From fear comes hate, and from hate comes violence. Acting from that fear, we sow the seeds of future terrorism in the world, thereby confirming the image of our terror. It is as Martin Luther King said (quoted in a marvelously brave and insightful piece by Falguni Sheth in Salon, Where does the hate come from? ): “Men must see that force begets force, hate begets hate, toughness begets toughness. And it is all a descending spiral, ultimately ending in destruction for all and everybody.”

He neglects to explicitly say that the past decade of terror has inspired us to torture, to hack away at the Constitution and Bill Of Rights, and to kill many more innocent civilians than we ourselves have lost to terror. But the basic point is right: we are locked into a mindless and perpetual cycle of action and reaction that is morally dubious, seemingly endless, and a spectacular, stupendous, waste of resources. How many millions more lives could we save, educate and enrich if we devoted our energies and resources away from weapons and strategies of destruction and conflict, and toward strategies of compassion and

I know that sounds incredibly naive. But to that criticism I have one response: how is the alternative working out for us?

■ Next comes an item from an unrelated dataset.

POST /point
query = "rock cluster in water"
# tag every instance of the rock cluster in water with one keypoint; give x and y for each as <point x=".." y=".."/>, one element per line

Here’s more from Eisenstein:

To build a society of safety and trust rather than security and fear, we are going to have to act from the former rather than the latter. I therefore offer a few modest proposals for how to respond to the Boston bombing. First, let us reverse the cycle of terror by responding, not with heightened security, but with relaxed security, demonstrating that we will not be frightened into retreating behind cameras, fences, and metal detectors. We will bravely uphold an open society.

Secondly, let us reverse the cycle of hatred abroad by ceasing all preemptive and punitive drone strikes and other attacks. Those are the actions of a frightened people. It takes courage to trust that if one holds back from violence, whomever one has seen as an enemy will do the same. But in a situation of mutual distrust, someone has to take the first step. Otherwise, each act merely confirms the distrust of the other, and the violence never ends.

Thirdly, instead of vowing to take vengeance on the perpetrator of the Boston attack, let us proclaim that rather than punish him, he will have the opportunity to face the families of the people he killed and the people whose limbs he destroyed. He will hear their stories and share his own. Then together, the victims, perpetrators and communittee will agree on how best to heal the damage done and serve justice. While remorse and forgiveness may not result, it is more likely to than in punitive justice. (For more on this approach to justice, explore the Restorative Justice website or read this article.)

This response will reduce the amount of hate and fear in the world The perpetrator will not become a martyr in the eyes of his sympathizers. Any response that heightens the already-endemic fear in our society will be a victory for fear. To truly resist terrorism, we must not act from terror. Can we receive the hate of this act and transform it into love?

Eisenstein goes on to rebut all the objections he anticipates to these ideas, and they are worth reading. But here is his conclusion:

[M]aybe it is time to act from a different paradigm of human nature: a belief in our fundamental goodness, our common humanity, our desire to connect, to love, to help, and to serve. Certainly the immediate responses to the tragedy in Boston offer ample evidence for such a belief: people generously coming to the aid of total strangers. It was as if the explosions tore apart the veil of mutual suspicion that keeps us separate and allowed a latent aspect of human nature its full expression. What if we take those acts of selflessness as the true lesson of Boston? Could we create a world in their image? If MLK was right, surely it is also true that peace begets peace, forgiveness begets forgiveness, and love begets love. No less a revolution will create a society where we feel safe and at home amongst each other.

A very brave and provocative response to terror. No matter your personal response, it is well worth pondering, because moving humanity off the destructive and failing path it is on requires a very different way of thinking about our world and how we act.